Die vielseitige und im Detail stimmige Präsentation bildete den Schlusspunkt einer künstlerischen Langzeitforschung, die das Künstlerkollektiv Rampig unter der Leitung von Beata Anna Schmutz seit mehr als einem Jahr unternommen hatte. Dass die Abfolge aus poetischen Kunstkurzfilmen, gesprochenen Monologen und stummen Mini-Performances zum einen als hybrides Theaterstück, zum anderen als politisches Theater in bester Tradition des Dokumentartheaters durchging, verdankte man der Entscheidung von Rampig, Anton Tschechows Drama „Die drei Schwestern“ dramaturgisch als Ausgangs- und Bezugspunkt zu wählen.

Drei Frauen im Gefängnis

Im über hundert Jahre alten Drama sitzen Irina, Mascha und Olga weit weg vom Sehnsuchtsort Moskau verwaist auf dem Land, melancholisch gefangen in nicht realisierte Lebensträume. Sie hoffen auf bessere Zeiten, auch wenn alles nur schlimmer wird. So wie die drei Schwestern passiv in ihrem „Gefängnis“, wie sie es nennen, verharrten, saß man, von Theaternebel umwölkt und getragen vom Livesound der Band Titsharks, an einer reich gedeckten Kaffeetafel mit Blümchen-Service, Sahnetorte, Kerzen und Feldblumen wie eingesperrt in eine zunehmend lähmende Feier in einem Raum mit geschlossenen Fenstern.

Kaffee und Blumenkohlsuppe

Wie fein dieses Bühnenbild entwickelt worden war, zeigten die überall herumliegenden, ihren Geruch verströmenden Blumenkohlköpfe nebst roten Rüben. Tim Fischer in schwarzer Latexhose, blondierter Vokuhila-Frisur und Plastikhandschuhen mimte den queeren schweigenden Dienstboten, der wahlweise Kaffee oder Blumenkohlsuppe anbot. Auf dem Tisch in der Mitte schließlich stehend: die drei Performerinnen Christina Bauernfeind, Tabea Panizzi und Ricarda Walter, im weißen oder schwarzen Pulli oder blauer Glitzerweste, dazu verschleiert mit einer gehäkelten Tischdecke auf dem Kopf und in Unterhose mit nackten Beinen. Abseits, ebenso verschleiert: Liz Langenfelder.

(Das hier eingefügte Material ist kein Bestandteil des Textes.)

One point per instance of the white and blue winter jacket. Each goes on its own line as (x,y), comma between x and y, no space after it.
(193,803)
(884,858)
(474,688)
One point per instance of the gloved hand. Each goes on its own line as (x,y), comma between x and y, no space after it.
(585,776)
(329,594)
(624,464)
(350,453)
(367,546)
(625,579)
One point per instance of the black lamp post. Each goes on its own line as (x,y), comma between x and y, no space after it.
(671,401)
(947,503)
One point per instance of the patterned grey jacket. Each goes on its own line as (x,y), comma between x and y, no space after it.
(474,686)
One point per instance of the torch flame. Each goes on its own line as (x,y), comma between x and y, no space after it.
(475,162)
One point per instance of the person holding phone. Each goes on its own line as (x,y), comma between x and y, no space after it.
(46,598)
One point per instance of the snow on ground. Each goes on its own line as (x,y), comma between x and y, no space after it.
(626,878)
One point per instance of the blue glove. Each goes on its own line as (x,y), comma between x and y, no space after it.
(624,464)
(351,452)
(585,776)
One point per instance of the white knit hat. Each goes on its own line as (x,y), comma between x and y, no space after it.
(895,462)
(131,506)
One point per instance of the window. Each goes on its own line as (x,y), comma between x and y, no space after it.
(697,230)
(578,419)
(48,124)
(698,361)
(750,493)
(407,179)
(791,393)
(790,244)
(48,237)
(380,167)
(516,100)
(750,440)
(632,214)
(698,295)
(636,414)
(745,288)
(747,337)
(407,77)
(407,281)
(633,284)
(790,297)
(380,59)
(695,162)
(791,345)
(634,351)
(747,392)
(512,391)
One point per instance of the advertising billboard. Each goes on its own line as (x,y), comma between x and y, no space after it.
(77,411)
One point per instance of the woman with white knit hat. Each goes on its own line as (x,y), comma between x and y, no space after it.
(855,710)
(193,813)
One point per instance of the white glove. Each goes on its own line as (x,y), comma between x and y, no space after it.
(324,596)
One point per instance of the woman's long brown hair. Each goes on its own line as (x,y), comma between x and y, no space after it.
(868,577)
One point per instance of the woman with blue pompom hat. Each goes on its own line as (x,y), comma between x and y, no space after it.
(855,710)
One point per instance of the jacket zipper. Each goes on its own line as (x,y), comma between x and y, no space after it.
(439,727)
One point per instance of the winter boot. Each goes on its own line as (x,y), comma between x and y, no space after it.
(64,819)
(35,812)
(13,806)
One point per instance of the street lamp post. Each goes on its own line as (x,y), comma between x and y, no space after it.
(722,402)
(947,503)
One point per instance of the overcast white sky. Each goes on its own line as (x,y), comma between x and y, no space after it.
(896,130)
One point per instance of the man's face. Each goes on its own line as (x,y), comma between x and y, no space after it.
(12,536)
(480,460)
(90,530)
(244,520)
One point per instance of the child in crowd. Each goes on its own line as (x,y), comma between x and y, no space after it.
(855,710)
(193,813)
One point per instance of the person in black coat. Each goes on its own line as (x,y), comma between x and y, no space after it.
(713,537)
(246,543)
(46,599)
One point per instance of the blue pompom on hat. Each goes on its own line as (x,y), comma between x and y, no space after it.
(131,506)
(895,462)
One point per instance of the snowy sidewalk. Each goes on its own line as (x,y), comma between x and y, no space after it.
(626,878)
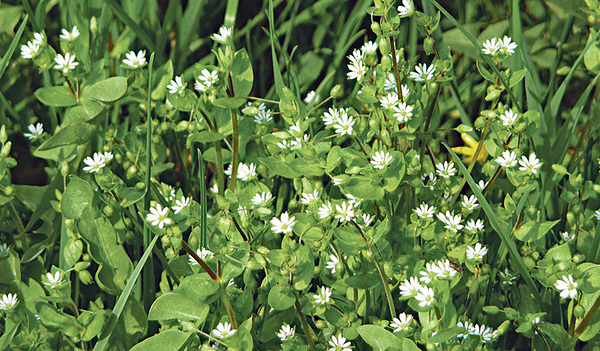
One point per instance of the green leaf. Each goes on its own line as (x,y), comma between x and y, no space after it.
(108,90)
(58,96)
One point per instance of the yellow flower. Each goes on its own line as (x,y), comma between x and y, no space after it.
(470,149)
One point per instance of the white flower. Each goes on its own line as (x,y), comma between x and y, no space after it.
(94,164)
(469,202)
(410,287)
(425,211)
(54,281)
(203,254)
(381,159)
(286,332)
(35,131)
(176,86)
(8,301)
(159,216)
(323,296)
(422,72)
(310,198)
(261,199)
(508,159)
(402,322)
(223,35)
(403,112)
(530,165)
(425,296)
(133,60)
(509,117)
(66,63)
(445,169)
(345,212)
(284,225)
(223,330)
(339,343)
(344,124)
(406,8)
(476,253)
(180,204)
(69,36)
(30,50)
(567,287)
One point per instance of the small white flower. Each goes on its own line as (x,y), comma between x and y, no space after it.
(410,287)
(286,332)
(35,131)
(8,302)
(176,86)
(425,296)
(445,169)
(69,36)
(223,35)
(477,252)
(159,216)
(66,63)
(422,72)
(180,204)
(403,112)
(530,165)
(402,322)
(338,343)
(567,287)
(323,296)
(94,164)
(381,159)
(133,60)
(345,212)
(425,211)
(284,225)
(223,330)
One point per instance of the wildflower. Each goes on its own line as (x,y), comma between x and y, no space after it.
(422,72)
(323,296)
(403,112)
(530,165)
(508,159)
(406,8)
(8,302)
(223,35)
(35,131)
(410,287)
(94,164)
(338,343)
(30,50)
(133,60)
(261,199)
(180,204)
(66,63)
(69,36)
(176,86)
(381,159)
(402,322)
(425,211)
(567,287)
(159,216)
(445,169)
(469,202)
(476,253)
(284,225)
(223,330)
(286,332)
(425,296)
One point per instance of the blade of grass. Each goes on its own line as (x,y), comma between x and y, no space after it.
(498,227)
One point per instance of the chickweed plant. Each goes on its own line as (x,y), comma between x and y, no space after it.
(302,175)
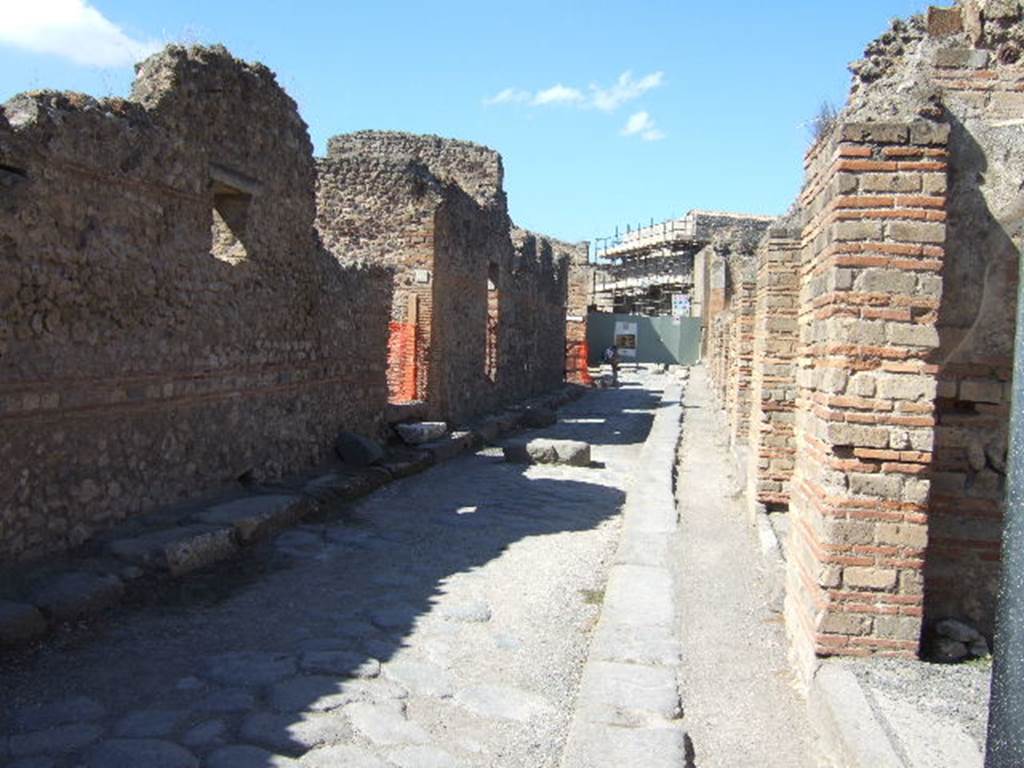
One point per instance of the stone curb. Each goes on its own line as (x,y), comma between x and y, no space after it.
(845,722)
(220,531)
(628,709)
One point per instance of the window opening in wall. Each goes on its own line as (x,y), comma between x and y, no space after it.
(494,299)
(232,195)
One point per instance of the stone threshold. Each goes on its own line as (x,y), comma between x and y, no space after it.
(629,710)
(172,543)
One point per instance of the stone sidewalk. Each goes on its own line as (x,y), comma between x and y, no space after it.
(443,621)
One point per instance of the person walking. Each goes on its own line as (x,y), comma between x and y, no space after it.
(611,357)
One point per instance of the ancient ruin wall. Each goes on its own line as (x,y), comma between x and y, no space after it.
(739,373)
(379,211)
(981,79)
(489,322)
(869,291)
(773,379)
(168,320)
(578,302)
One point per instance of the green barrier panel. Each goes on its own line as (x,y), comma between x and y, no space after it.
(668,340)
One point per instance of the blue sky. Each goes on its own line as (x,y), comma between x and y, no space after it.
(605,113)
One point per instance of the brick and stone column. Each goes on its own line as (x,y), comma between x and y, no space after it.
(868,297)
(740,340)
(774,386)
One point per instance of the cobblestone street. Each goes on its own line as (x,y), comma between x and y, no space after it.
(441,622)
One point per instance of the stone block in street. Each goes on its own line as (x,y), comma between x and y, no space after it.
(547,451)
(178,550)
(538,417)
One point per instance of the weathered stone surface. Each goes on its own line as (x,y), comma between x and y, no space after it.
(421,679)
(545,451)
(74,710)
(322,693)
(255,516)
(240,756)
(132,753)
(179,550)
(229,699)
(334,757)
(59,739)
(207,734)
(19,623)
(504,701)
(385,725)
(357,451)
(293,735)
(246,336)
(958,631)
(469,611)
(537,417)
(422,757)
(250,668)
(343,663)
(150,723)
(71,596)
(420,432)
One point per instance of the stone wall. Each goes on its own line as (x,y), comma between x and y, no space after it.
(912,225)
(869,288)
(578,303)
(773,379)
(169,322)
(488,307)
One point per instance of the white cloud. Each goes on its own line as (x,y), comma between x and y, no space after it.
(509,96)
(558,94)
(640,124)
(71,29)
(625,89)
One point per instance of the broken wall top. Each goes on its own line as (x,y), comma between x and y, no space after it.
(476,169)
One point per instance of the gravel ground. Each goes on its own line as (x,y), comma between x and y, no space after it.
(914,701)
(740,707)
(441,622)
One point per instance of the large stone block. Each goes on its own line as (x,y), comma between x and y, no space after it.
(545,451)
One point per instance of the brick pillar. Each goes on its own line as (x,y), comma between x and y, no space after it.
(868,296)
(740,373)
(774,385)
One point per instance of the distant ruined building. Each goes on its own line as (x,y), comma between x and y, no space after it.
(189,298)
(863,354)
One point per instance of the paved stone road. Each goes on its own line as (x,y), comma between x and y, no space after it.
(741,709)
(441,622)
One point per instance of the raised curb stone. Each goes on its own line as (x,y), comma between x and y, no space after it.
(19,623)
(256,516)
(178,551)
(72,596)
(357,451)
(419,432)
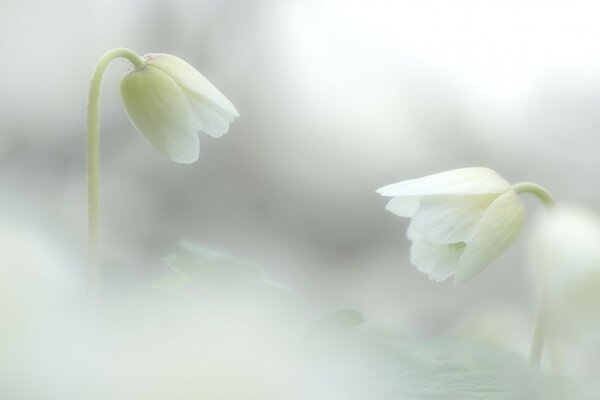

Die so geschaffene surreale und verstörende Spannung verpuffte allerdings ziemlich schnell und wich einer immer größer werdenden Ermüdung. Denn die vier Darstellerinnen entzogen sich jeder Möglichkeit einer Identifikation. Stattdessen monologisierten sie ausschließlich mit lauter Stimme, ausdrucksloser Miene und anklagendem oder spöttischem Ton: über den negativen und schmerzhaften Umgang mit Frauen und Frauenbildern wie beispielsweise der Meerjungfrau, der Medusa oder der heiligen Maria, aber auch mit Gretchen oder realen Prinzessinnen. Ihre Sprechakte verwoben sich sodann mit großformatig projizierten Filmen. Zu sehen war etwa eine fast im schlammigen Wasser ertrinkende Frau, eine Frau auf dem Hochsitz beim Jagen, das Gewehr in der Hand, während Tim Fischer mit Kopftuch einen Blumenkohl im Arm wiegte, den er dann aber doch fallen ließ. Ein Tintenfisch diente schließlich als Fötus, der von Bauernfeind im Aquarium ertränkt wurde, nachdem sie sich die später angezogene Nylonstrumpfhose mit Kohlköpfen vollgestopft und auf diese eingeschlagen hatte, während man davon hörte, wie Männer beim Kaiserschnitt zum Skalpell greifen. Mit gehäkelten Tintenfisch-Masken auf dem Kopf kreierten sie einzig zum Schluss einen leisen sehnsuchtsvollen Moment.

Völlig überfrachtet

Am Ende erhielt man ein aufwendig gestaltetes und über die App „artivie“ interaktiv erlebbares Kunstbuch mit Texten, Fotos und abscannbaren Videos, die man während der von Fakten und Bildern überfrachteten, aber utopielosen, rein aufklärerisch gemeinten Aufführung gehört oder vielmehr ertragen hatte. Der Effekt, dass der Zuschauer umso mehr fühlt, versteht und verändert, je weniger die Darsteller interagieren oder von sich preisgeben, hatte sich nicht eingestellt. Theater, das etwas verändern soll, geht auch anders.